En l’espèce, le contrat de bail signé entre les parties contient une clause résolutoire
énonçant que, à défaut du paiement du dépôt de garantie, du paiement intégral à son
échéance exacte d’un seul terme de loyer et de ses accessoires, le présent contrat
sera résilié de plein droit, si bon semble au bailleur, deux mois après un
commandement de payer demeuré infructueux.
Par acte de commissaire de justice en date du 17 mars 2025, Monsieur [B]
[X] a fait délivrer à Monsieur [P] [L] un commandement de
payer la somme principale de 2 304,46 euros correspondant aux loyers et charges
impayés arrêtés au 11 mars 2025 et visant la clause résolutoire prévue au bail.
Ce commandement de payer est valide puisqu’il reproduit la clause résolutoire ainsi
que les dispositions de l’article 24 de la loi n°89-462 du 6 juillet 1989 et mentionne la
faculté pour le locataire de saisir le fonds de solidarité pour le logement, dont l’adresse
de saisine est précisée. Le décompte qui lui était joint a permis au locataire de
connaître le détail des loyers et charges qui lui étaient réclamés.
Le commandement n’ayant pas été suivi d’effet dans le délai prévu, il convient par
conséquent de constater que les conditions d’acquisition de la clause résolutoire
contenue dans le contrat de bail étaient réunies à la date du 19 mai 2025, date de
résiliation dudit bail.
Sur la demande en paiement de l’arriéré locatif
Conformément aux dispositions de l’article 1728 du code civil et de l’article 7 a) de la
loi du 6 juillet 1989, à laquelle le contrat est soumis, le locataire est tenu d’une
obligation essentielle, qui consiste au paiement du loyer et charges récupérables aux
termes convenus au bail, en contrepartie de la mise à disposition des lieux loués.
Aux termes de l’article 1353 du code civil, celui qui réclame l’exécution d’une obligation
doit la prouver. Réciproquement, celui qui se prétend libéré doit justifier le paiement
ou le fait qui a produit l’extinction de son obligation.
En l’espèce, Monsieur [B] [X] produit un décompte arrêté au 21 janvier
2026, mensualité de janvier 2026 comprise, duquel il ressort que Monsieur [P]

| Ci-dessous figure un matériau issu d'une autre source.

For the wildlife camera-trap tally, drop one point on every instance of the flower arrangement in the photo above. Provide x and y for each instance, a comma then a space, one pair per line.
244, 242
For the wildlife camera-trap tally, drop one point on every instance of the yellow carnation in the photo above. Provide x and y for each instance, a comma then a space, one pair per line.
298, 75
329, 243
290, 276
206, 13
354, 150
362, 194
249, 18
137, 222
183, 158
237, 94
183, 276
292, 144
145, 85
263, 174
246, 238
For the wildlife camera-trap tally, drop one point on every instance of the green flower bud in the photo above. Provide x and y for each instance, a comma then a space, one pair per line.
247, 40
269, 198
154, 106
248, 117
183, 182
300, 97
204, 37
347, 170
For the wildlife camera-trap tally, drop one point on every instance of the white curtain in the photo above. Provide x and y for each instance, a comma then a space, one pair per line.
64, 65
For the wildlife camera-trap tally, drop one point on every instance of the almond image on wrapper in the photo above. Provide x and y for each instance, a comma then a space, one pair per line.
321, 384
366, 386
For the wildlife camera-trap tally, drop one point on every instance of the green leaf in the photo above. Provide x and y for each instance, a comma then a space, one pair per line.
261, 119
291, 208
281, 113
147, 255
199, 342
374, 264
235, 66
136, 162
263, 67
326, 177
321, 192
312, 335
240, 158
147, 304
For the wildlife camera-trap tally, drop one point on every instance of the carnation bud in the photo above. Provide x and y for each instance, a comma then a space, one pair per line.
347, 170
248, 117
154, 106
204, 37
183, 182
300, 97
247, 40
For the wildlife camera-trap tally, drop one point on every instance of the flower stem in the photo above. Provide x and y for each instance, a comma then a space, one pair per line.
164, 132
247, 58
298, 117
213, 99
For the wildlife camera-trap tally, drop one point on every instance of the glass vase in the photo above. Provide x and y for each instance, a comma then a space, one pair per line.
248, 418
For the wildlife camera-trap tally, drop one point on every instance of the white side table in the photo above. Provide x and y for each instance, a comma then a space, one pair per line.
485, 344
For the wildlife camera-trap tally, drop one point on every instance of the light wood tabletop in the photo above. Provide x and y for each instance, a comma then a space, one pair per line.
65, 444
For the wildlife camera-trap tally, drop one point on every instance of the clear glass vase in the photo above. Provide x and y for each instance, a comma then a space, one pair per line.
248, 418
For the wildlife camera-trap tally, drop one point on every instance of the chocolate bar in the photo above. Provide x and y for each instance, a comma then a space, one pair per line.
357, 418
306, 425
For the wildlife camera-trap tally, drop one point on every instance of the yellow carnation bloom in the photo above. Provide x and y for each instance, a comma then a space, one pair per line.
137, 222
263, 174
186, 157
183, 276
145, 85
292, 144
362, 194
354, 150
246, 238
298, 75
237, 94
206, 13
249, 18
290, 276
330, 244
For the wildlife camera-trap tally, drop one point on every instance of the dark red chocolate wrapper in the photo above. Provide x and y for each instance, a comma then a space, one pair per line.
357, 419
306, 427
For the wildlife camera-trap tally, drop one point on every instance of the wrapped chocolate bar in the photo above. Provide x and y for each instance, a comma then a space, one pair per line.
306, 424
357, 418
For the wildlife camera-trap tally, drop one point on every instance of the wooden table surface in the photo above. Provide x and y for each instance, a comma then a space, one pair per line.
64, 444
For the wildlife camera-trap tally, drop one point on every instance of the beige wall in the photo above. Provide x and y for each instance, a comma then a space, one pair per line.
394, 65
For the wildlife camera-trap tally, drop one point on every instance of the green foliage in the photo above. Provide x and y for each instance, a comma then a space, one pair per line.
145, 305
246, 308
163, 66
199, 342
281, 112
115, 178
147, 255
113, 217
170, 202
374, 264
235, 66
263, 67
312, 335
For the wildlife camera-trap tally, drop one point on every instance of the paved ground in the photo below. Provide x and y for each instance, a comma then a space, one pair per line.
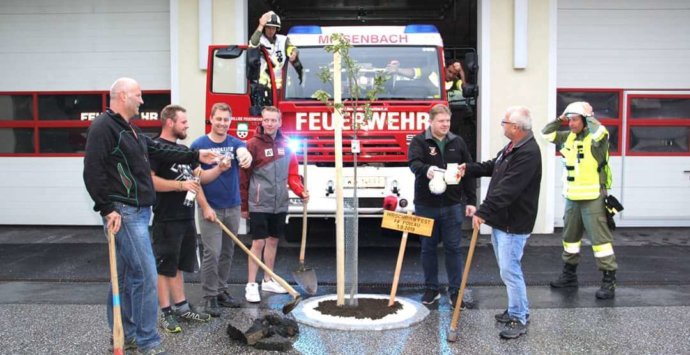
52, 301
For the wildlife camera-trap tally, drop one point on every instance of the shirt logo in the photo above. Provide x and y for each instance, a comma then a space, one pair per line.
242, 130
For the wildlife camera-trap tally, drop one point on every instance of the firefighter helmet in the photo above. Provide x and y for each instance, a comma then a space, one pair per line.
274, 21
581, 108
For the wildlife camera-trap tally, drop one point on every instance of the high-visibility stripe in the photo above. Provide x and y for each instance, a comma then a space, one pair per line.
602, 250
600, 133
551, 137
571, 248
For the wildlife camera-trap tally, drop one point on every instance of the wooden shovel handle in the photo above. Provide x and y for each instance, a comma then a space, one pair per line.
263, 266
465, 275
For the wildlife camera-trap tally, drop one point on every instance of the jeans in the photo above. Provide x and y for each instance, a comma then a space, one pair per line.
136, 269
508, 249
447, 229
218, 250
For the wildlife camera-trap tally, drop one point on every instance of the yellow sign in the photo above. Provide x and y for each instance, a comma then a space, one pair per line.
407, 223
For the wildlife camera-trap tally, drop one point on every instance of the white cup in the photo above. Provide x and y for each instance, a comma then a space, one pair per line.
452, 175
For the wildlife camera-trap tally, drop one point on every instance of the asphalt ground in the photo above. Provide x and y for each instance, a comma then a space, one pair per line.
53, 286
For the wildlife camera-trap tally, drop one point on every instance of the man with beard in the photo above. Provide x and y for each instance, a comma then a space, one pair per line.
174, 230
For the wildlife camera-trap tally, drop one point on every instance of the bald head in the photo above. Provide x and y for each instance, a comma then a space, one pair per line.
125, 97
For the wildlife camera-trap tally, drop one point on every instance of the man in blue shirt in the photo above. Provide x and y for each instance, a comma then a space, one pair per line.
222, 202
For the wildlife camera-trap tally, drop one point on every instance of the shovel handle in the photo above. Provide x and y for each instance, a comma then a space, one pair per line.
465, 275
263, 266
303, 246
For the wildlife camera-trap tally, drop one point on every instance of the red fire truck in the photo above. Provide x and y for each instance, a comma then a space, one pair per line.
400, 112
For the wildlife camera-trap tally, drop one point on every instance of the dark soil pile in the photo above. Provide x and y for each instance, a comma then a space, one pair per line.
374, 308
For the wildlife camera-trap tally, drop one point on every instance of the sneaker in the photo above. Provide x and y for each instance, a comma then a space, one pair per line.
169, 323
130, 344
251, 292
272, 286
467, 299
225, 300
189, 312
453, 298
430, 296
505, 318
211, 307
157, 350
514, 329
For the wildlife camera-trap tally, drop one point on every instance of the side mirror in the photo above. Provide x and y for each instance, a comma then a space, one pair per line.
230, 52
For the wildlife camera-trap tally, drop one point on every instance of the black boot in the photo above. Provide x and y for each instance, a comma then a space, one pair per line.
608, 286
568, 278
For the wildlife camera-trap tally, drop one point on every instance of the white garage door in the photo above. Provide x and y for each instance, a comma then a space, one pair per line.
80, 47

[L] resterait redevable de la somme de 6 002,04 euros au titre des loyers,
charges et indemnités d’occupation impayés.
Il convient toutefois de déduire de ce montant les sommes de 160,56 euros et 164,19
euros imputées par le bailleur au titre des commandements de payer, ne pouvant être
considérées comme des loyers et charges récupérables.
4
Monsieur [P] [L] sera par conséquent condamnée à payer à Monsieur [B]
[X] la somme de 5677,29 euros au titre des loyers, charges et indemnités
d’occupation impayés arrêtés au 21 janvier 2026, mensualité du mois de janvier 2026
comprise.
Sur les délais de paiement
L’article 24 V de la loi n°89-462 du 06 juillet 1989 précitée dispose que le juge peut, à
la demande du locataire, du bailleur ou d’office, à la condition que le locataire soit en
situation de régler sa dette locative et qu’il ait repris le versement intégral du loyer
courant avant la date de l’audience, accorder des délais de paiement dans la limite de
trois années, par dérogation au délai prévu au premier alinéa de l’article 1343-5 du
code civil, au locataire en situation de régler sa dette locative. Le quatrième alinéa de
l’article 1343-5 s’applique lorsque la décision du juge est prise sur le fondement du
présent alinéa. Le juge peut d’office vérifier tout élément constitutif de la dette locative
et le respect de l’obligation prévue au premier alinéa de l’article 6 de la présente loi. Il
invite les parties à lui produire tous éléments relatifs à l’existence d’une procédure de
traitement du surendettement au sens du livre VII du code de la consommation.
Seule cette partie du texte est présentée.